The man in the doorway cleared his throat.

Perhaps it was his over-starched dress shirt, or maybe that he’d displayed patience few doctors could have mustered during the previous exchange, but Cha-Cha realized this man could only be one person. The INSURANCE MAN is here , he thought, and then, Oh, hell.

Milton Crawford was not an unpleasant man, but Cha-Cha quickly decided he had no sense of humor. He was fond of peppering sentences with actually , even if he wasn’t clarifying anything.

“Actually, GM Life and Trust takes its employees’ state of minds before accidents quite seriously,” he said.
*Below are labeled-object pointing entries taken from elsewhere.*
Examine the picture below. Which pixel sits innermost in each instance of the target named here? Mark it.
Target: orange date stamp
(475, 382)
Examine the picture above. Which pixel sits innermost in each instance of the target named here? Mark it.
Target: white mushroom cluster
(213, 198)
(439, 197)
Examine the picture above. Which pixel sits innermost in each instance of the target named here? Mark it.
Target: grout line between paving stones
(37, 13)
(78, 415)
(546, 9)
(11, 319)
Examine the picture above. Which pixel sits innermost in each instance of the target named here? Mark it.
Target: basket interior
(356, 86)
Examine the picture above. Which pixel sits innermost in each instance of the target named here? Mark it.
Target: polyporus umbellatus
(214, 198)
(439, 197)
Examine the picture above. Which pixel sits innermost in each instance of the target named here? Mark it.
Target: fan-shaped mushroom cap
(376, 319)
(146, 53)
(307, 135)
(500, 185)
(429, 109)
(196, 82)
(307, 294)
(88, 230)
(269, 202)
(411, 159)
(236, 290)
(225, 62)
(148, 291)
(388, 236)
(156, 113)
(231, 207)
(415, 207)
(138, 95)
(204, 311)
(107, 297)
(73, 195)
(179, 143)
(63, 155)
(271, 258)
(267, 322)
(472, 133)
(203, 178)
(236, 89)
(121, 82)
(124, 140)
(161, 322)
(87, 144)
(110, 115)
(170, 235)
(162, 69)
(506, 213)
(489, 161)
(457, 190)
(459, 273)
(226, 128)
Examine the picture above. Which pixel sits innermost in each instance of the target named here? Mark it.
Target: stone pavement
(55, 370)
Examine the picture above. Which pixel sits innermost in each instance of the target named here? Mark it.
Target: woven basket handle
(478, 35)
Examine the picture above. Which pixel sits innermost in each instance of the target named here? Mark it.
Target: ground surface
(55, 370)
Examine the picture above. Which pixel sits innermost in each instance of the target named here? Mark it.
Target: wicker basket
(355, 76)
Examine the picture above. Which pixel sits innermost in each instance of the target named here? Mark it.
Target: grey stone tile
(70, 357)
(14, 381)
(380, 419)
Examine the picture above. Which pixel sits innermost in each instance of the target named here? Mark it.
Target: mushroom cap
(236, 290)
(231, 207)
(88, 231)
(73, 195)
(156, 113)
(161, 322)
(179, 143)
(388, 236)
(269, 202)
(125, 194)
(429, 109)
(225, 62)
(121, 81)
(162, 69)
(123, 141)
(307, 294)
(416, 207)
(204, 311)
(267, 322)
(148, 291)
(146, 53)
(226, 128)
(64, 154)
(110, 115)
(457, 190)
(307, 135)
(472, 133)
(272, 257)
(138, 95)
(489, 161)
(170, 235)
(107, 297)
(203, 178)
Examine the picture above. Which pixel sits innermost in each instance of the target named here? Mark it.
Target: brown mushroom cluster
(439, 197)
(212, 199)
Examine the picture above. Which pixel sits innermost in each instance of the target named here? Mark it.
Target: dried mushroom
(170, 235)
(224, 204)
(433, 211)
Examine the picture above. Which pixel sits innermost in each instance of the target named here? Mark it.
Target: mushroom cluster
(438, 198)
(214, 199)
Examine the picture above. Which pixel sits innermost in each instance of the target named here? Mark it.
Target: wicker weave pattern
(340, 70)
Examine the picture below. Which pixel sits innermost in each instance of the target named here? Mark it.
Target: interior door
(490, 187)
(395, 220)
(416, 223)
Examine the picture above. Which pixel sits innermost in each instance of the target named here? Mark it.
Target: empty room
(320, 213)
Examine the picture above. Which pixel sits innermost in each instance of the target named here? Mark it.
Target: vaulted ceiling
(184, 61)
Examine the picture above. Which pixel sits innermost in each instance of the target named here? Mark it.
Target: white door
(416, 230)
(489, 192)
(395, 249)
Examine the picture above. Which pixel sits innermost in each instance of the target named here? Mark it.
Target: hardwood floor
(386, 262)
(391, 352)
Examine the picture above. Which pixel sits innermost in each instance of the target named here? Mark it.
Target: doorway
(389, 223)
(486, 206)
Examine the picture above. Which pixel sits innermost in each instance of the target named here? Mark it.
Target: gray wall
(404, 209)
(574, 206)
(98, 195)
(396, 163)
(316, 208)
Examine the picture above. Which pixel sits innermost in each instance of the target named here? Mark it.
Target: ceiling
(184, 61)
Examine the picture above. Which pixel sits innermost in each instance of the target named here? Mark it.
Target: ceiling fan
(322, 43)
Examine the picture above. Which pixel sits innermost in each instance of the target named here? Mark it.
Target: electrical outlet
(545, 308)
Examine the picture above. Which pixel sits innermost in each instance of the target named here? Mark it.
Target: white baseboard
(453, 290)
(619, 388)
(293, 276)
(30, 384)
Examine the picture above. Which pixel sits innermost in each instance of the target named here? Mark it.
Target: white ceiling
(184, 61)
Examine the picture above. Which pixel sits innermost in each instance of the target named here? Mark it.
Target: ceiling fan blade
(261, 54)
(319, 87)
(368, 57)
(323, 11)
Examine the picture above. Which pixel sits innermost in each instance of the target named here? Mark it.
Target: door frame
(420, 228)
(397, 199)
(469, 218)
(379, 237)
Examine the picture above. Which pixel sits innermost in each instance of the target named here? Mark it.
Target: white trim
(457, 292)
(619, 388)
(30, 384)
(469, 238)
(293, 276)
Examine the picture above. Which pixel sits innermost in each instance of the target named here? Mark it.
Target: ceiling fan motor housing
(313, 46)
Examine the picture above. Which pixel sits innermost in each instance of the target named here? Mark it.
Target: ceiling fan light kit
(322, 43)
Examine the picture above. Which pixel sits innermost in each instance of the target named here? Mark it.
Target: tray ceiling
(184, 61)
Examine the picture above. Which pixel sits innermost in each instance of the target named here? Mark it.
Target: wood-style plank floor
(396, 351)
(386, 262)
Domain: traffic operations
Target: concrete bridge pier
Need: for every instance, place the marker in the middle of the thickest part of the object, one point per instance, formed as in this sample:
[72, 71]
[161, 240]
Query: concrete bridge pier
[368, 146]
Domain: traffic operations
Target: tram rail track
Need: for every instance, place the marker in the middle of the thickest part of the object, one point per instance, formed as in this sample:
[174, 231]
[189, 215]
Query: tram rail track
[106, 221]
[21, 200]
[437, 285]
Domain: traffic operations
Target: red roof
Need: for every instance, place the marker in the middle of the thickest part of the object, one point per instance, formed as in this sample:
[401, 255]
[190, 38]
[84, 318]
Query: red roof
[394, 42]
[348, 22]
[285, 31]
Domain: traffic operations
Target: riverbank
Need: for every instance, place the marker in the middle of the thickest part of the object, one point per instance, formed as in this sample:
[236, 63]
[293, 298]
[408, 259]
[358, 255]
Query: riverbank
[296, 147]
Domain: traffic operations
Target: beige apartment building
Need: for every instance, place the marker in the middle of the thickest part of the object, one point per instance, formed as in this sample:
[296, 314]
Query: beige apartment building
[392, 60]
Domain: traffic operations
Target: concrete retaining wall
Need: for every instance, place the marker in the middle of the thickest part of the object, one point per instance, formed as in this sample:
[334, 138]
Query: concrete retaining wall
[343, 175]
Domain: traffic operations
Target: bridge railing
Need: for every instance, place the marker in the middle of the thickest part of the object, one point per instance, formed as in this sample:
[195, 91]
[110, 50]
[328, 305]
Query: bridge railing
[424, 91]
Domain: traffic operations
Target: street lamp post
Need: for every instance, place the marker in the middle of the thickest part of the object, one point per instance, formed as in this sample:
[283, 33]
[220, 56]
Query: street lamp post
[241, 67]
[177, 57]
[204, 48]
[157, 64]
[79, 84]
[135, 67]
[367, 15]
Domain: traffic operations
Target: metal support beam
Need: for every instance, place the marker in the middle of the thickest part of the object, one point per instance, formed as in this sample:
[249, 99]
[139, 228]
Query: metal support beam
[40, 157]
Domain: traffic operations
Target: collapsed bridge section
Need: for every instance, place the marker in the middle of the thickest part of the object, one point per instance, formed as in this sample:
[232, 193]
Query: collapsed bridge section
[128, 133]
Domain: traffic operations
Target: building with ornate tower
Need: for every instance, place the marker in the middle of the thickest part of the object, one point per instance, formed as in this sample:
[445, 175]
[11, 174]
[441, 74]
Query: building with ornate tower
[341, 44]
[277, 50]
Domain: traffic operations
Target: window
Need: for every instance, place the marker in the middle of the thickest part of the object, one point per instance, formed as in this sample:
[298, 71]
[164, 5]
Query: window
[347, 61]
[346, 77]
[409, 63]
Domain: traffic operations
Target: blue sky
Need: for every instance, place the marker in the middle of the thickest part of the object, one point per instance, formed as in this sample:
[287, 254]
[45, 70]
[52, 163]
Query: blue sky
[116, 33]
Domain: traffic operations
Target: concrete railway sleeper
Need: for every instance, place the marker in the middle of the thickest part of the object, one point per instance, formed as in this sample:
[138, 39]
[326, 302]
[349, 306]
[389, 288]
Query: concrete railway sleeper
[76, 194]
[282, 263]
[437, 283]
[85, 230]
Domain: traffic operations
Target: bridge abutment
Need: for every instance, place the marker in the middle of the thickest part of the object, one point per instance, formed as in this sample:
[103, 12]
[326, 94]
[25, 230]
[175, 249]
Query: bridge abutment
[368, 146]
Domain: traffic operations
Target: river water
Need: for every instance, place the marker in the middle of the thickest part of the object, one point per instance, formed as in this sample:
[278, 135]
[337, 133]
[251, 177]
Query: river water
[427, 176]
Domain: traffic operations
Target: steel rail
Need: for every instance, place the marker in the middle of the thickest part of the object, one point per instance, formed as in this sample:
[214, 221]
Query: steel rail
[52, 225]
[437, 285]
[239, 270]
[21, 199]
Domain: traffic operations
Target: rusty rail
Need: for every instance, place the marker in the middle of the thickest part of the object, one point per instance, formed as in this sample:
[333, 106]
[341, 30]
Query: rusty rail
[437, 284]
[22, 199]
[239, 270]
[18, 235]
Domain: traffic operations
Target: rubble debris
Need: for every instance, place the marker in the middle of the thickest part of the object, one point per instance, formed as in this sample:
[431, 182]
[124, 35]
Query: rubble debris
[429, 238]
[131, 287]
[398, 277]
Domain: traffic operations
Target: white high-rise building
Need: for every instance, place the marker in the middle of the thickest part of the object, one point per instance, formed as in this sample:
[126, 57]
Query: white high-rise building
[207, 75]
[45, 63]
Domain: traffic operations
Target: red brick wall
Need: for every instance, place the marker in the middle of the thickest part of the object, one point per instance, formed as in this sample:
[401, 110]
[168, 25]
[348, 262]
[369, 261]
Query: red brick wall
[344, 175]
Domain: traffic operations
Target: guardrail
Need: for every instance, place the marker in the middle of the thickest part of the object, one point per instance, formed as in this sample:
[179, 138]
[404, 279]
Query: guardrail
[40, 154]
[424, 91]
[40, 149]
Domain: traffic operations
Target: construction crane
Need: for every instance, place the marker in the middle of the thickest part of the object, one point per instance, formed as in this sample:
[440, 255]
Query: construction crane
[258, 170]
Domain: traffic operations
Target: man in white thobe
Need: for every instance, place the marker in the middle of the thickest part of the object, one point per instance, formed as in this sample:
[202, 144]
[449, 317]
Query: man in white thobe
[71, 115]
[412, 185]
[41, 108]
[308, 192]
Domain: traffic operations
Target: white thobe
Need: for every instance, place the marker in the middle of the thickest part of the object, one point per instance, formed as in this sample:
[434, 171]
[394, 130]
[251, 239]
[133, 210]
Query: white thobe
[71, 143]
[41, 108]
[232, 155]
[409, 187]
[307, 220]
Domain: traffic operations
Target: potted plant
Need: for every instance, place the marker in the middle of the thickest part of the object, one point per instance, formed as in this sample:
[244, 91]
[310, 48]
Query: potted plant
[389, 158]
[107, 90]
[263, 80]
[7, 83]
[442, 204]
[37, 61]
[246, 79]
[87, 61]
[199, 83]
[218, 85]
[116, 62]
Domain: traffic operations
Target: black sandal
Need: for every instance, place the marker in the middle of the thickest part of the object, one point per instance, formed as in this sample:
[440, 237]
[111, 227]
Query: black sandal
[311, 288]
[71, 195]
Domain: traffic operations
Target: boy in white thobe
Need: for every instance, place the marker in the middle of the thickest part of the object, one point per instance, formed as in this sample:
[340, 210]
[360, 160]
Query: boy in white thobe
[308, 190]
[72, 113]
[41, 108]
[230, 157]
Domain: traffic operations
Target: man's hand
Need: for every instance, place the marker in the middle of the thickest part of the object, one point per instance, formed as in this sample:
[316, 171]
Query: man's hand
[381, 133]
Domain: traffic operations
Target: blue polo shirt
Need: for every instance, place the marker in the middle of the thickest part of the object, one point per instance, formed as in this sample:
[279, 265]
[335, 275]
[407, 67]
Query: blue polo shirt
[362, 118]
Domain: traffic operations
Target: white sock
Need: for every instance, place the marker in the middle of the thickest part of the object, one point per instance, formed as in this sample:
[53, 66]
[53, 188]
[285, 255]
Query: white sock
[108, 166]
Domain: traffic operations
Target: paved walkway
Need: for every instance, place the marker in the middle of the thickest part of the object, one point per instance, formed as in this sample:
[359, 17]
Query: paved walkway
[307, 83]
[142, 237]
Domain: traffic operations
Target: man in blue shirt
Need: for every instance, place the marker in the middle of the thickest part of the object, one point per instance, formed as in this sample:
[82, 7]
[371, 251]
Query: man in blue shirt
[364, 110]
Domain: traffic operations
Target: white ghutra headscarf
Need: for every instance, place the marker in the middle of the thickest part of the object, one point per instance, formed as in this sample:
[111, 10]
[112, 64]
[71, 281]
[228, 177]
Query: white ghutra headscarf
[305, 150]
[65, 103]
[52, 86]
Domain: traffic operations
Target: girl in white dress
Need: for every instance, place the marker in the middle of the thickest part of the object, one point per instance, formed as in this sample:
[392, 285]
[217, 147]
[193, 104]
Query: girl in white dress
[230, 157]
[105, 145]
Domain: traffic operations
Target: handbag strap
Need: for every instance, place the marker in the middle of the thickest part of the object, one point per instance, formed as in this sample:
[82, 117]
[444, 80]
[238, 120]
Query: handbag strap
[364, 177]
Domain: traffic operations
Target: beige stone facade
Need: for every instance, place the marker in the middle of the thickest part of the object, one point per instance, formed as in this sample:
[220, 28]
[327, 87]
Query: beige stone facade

“I’m sure they do,” Cha-Cha said, “but what you heard wasn’t me before the accident, it was me after surgery, and sitting here getting this”—he reached unsuccessfully for his drip bag—“put into my bloodstream for a few hours.”

“I do understand that, Mr. Turner, but actually what you just described, a vision of a ghost, has to be included in the report. It may actually amount to nothing, but I’m obligated to transcribe our entire conversation here.”

“But he wasn’t talking to you,” Lelah said. Her hands moved to her hips. “He’s lucky to be alive right now. Can’t you come back tomorrow?”

“Lelah, let Cha-Cha handle this,” Francey said.

“Lelah’s right,” Troy said. “He didn’t even notice you were here. He thought he was speaking in confidence to us. You can’t go holding him accountable for that.” Ever since joining the police force, Troy was quick to become litigious.

Cha-Cha cleared his throat.

“Look, Milton, truth is, I’m tired. If you have to include it in your report, feel free to do so. I’m sure it’ll amount to nothing, like you say.”

Actually, it did amount to something. Three weeks into his Family and Medical Leave Act insurance, a letter arrived from a Mr. Tindale, who claimed to be Milton Crawford’s boss. He said Chrysler would offer Cha-Cha his normal wages for the duration of his recovery, on the condition that he see a company psychologist, who would determine whether he was “personally culpable” for any aspect of the crash. All drivers had to submit to drug testing after an accident, and often a trace amount of alcohol or cocaine (used by the younger guys to help them stay awake) would be the reason they didn’t get the money they thought they deserved. Cha-Cha had never heard of a driver being required to have a psychological evaluation.